At the heighest point on earth, the distance to the center of the earth is approximately equal to 1.0014 times the radius of the earth. What would be in N/kg the magnitude of the gravitational field (g) due to the earth at that position? Assume 9.8 N/kg for g at the surface of the earth.

g=GM/R2 also g'=GM/r2 gR2=GM=g'2 9.8R2=g'(1.0014R)2 g'=9.77N/kg

To calculate the gravitational field at the highest point on Earth, we can use the gravitational field formula:

g = (G * M) / r^2

Where:
g is the gravitational field
G is the gravitational constant (approximately 6.67430 × 10^-11 N m^2 / kg^2)
M is the mass of the Earth
r is the distance from the center of the Earth

First, we need to find the distance from the center of the Earth to the highest point. We are given that this distance is approximately 1.0014 times the radius of the Earth.

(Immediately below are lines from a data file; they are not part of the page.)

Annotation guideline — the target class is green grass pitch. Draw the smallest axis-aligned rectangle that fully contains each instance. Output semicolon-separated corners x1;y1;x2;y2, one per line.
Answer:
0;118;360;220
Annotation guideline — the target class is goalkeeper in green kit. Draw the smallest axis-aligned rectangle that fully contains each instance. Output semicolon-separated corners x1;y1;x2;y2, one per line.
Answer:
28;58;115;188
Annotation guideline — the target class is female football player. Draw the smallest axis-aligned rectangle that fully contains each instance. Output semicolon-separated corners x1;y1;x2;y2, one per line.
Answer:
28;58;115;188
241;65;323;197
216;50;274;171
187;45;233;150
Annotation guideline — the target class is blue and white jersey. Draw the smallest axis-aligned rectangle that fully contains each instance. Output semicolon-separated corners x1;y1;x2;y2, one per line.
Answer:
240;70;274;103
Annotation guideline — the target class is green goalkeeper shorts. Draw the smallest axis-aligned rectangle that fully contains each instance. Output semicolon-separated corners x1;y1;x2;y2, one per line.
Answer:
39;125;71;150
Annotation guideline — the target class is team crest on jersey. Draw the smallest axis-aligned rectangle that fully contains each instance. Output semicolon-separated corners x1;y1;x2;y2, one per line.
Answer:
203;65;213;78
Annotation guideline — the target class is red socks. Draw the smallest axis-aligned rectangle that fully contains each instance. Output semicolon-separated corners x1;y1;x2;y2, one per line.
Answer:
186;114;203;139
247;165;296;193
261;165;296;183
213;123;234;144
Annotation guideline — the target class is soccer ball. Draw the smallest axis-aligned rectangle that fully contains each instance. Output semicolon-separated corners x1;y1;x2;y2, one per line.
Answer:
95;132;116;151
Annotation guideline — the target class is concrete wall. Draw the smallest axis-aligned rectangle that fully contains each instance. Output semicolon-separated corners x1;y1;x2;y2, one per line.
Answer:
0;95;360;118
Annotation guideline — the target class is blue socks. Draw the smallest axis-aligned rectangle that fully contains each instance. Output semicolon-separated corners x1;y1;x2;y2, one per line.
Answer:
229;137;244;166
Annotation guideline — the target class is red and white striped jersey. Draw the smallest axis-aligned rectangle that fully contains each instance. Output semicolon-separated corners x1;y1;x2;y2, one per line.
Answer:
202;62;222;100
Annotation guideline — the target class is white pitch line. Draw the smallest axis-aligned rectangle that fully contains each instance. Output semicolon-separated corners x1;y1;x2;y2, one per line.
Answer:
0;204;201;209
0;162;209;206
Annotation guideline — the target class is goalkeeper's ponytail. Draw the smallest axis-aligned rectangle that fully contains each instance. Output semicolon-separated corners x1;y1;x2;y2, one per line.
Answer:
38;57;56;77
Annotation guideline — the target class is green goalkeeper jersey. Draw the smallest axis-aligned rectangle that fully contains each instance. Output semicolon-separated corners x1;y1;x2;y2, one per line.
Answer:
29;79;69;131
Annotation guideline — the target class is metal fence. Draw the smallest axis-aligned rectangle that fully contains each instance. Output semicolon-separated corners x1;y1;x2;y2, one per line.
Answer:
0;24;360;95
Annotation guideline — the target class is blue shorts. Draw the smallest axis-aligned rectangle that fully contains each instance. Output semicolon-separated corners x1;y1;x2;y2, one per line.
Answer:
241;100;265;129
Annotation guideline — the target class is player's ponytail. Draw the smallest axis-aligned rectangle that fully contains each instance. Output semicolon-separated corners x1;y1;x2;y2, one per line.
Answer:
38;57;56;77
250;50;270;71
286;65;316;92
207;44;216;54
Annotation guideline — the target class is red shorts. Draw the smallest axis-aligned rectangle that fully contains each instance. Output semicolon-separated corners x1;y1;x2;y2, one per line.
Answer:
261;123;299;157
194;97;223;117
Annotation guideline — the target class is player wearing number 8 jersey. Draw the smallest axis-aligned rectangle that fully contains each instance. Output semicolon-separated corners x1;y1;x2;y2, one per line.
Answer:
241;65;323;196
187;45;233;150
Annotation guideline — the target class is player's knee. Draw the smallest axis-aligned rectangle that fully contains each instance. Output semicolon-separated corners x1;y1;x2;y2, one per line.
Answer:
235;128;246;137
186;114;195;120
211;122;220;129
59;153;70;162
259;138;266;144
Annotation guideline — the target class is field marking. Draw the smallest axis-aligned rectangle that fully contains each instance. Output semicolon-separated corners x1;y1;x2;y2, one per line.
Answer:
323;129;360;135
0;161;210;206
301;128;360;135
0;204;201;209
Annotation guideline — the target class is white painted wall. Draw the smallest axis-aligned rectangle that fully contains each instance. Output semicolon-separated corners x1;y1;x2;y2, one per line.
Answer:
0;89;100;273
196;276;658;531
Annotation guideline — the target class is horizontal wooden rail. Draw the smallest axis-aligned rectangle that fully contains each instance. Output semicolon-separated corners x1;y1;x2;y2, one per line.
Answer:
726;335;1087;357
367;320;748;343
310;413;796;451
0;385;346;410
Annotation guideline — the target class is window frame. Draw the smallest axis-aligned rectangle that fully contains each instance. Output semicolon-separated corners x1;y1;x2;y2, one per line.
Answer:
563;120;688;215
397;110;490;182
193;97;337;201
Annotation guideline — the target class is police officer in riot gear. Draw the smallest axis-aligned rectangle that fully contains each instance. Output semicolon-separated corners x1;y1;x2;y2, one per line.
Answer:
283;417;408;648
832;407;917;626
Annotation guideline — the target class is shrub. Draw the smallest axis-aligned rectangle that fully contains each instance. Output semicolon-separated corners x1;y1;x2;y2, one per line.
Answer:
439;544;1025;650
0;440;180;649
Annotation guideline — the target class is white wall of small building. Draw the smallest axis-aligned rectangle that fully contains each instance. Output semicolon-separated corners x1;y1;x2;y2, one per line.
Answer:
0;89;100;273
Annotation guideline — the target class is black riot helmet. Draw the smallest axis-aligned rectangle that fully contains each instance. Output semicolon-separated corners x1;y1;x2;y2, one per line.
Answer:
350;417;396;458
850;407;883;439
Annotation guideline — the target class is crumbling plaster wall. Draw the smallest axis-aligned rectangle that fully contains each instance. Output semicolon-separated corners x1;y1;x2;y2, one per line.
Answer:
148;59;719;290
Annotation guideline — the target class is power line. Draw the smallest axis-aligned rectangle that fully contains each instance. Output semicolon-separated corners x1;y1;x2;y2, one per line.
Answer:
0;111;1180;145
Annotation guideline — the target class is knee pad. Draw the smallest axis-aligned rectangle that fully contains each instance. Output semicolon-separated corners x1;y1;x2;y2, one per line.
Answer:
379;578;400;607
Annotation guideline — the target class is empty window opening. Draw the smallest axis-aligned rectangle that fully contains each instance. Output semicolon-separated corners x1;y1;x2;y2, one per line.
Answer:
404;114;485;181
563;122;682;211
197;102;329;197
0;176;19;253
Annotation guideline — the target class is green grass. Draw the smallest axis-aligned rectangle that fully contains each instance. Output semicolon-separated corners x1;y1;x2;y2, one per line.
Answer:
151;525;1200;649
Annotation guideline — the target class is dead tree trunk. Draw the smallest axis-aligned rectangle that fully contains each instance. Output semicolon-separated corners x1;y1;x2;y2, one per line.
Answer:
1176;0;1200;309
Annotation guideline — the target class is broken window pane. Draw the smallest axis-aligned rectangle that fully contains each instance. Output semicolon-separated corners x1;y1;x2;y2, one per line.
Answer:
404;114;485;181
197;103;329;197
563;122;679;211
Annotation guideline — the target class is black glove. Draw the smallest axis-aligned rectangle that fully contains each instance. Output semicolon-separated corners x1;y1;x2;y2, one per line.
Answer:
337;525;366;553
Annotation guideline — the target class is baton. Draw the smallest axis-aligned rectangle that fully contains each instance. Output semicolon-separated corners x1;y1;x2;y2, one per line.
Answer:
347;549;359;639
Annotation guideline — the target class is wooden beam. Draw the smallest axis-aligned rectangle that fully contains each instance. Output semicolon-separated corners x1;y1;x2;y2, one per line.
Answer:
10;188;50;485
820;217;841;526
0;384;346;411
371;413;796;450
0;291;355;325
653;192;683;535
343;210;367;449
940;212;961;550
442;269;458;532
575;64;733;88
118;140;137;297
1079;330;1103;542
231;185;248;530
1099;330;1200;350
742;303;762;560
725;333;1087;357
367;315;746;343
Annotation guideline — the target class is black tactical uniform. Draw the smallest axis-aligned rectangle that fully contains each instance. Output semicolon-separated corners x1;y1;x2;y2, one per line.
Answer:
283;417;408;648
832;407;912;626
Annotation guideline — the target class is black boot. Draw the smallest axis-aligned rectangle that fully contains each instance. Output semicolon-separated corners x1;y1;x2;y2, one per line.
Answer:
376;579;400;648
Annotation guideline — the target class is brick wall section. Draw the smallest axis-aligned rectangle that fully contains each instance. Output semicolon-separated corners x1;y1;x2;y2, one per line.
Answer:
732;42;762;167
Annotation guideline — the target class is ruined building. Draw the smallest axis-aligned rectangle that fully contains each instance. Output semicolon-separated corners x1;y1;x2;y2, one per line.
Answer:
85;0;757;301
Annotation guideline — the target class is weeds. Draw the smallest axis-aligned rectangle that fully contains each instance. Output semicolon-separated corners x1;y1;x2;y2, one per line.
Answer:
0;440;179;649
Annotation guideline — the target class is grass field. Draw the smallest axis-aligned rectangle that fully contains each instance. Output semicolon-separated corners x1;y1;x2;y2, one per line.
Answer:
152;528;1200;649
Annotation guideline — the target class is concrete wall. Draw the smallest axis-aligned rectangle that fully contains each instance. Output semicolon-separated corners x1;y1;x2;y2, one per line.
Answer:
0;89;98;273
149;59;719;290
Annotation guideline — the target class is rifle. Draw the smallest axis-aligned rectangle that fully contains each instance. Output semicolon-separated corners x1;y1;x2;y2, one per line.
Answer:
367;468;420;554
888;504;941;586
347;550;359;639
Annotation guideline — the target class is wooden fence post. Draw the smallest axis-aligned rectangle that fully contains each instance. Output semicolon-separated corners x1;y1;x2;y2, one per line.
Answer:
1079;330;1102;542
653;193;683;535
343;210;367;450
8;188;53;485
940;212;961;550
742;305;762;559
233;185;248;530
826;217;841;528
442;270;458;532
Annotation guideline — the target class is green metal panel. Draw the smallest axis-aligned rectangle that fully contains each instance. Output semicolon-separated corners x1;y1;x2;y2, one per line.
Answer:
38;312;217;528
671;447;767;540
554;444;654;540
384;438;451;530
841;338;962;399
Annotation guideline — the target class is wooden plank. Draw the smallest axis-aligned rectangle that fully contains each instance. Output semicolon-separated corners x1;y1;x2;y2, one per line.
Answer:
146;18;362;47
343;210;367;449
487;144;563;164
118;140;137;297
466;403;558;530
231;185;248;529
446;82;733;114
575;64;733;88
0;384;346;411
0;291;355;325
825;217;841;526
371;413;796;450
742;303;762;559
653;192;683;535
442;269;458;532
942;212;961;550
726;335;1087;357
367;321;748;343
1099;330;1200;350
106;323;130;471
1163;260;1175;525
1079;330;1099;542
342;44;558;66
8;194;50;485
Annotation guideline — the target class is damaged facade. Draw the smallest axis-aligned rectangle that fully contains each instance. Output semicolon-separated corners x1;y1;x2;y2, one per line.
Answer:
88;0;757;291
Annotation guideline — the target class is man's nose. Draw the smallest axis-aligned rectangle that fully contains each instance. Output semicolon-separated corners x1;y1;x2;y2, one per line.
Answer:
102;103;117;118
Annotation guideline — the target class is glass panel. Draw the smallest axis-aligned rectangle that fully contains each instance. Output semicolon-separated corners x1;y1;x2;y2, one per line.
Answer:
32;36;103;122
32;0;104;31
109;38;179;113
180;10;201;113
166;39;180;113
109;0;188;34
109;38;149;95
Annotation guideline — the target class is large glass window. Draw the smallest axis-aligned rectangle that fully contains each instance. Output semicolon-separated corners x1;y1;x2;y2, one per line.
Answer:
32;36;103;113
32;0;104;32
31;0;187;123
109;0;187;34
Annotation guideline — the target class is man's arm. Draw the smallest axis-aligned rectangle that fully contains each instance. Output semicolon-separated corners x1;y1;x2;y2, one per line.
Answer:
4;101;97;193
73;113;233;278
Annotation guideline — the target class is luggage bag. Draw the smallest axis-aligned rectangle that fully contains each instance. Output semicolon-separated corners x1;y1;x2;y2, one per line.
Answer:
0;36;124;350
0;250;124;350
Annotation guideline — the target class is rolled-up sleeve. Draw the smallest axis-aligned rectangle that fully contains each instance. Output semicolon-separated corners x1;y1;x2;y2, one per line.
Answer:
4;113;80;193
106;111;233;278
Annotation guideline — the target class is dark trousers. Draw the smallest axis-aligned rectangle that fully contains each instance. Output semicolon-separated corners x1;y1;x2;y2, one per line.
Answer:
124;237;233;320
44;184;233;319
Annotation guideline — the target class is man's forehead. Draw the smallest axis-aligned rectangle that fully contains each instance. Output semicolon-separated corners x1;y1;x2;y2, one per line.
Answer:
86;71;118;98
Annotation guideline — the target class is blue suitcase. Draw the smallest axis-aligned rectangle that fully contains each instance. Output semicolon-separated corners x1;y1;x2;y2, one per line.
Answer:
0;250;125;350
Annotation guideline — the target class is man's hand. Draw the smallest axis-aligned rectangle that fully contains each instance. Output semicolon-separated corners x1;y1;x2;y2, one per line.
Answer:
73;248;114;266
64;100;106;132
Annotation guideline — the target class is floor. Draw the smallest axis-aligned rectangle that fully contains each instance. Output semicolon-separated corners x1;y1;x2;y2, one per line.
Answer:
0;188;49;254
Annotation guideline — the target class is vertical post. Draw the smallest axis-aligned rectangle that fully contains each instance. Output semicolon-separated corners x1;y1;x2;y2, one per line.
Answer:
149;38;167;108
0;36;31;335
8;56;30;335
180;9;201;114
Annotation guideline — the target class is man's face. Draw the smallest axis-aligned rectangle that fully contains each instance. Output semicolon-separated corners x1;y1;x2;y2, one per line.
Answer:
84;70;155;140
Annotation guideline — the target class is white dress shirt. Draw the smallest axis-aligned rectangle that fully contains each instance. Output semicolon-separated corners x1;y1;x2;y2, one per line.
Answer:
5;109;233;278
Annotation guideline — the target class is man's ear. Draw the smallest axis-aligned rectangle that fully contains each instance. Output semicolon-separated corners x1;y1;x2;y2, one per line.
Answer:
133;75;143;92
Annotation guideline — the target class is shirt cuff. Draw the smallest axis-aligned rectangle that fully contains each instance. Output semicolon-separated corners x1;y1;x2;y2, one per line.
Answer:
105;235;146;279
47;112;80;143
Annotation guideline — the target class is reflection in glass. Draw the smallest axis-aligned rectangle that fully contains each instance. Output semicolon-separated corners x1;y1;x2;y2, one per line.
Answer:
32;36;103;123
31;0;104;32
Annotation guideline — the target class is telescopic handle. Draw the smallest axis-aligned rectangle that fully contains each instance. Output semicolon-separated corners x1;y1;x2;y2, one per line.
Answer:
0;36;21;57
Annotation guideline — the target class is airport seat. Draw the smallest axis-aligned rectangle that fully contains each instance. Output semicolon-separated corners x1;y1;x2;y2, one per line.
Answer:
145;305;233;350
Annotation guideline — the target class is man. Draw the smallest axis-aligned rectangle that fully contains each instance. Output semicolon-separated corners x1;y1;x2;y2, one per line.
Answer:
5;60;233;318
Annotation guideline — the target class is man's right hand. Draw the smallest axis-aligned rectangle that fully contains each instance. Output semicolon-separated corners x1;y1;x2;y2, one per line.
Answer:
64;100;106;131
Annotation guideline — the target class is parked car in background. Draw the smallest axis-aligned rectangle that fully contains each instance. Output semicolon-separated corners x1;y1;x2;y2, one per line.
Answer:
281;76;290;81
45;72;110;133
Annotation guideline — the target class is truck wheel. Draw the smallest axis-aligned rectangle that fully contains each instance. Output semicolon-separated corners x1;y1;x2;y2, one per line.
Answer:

Let's assume the radius of the Earth (rE) = 6,371 km.

So, the distance to the highest point (d) would be:
d = 1.0014 * rE

Next, we'll use this value of d to calculate the magnitude of the gravitational field (g) at the highest point:

g = (G * M) / d^2

Now, we have all the information we need to solve for g. Let's plug in the known values:

G = 6.67430 × 10^-11 N m^2 / kg^2
M = mass of the Earth (approximately 5.972 × 10^24 kg)
d = 1.0014 * rE

Plugging these values into the equation, we can calculate the gravitational field (g) at the highest point:

g = (6.67430 × 10^-11 N m^2 / kg^2 * 5.972 × 10^24 kg) / (1.0014 * rE)^2

Now, substituting the value of rE (6,371 km) and performing the calculation, we can find the magnitude of the gravitational field:

g = (6.67430 × 10^-11 N m^2 / kg^2 * 5.972 × 10^24 kg) / (1.0014 * 6,371,000 m)^2

Evaluating this expression will give us the final answer for the magnitude of the gravitational field (g) at the highest point on Earth.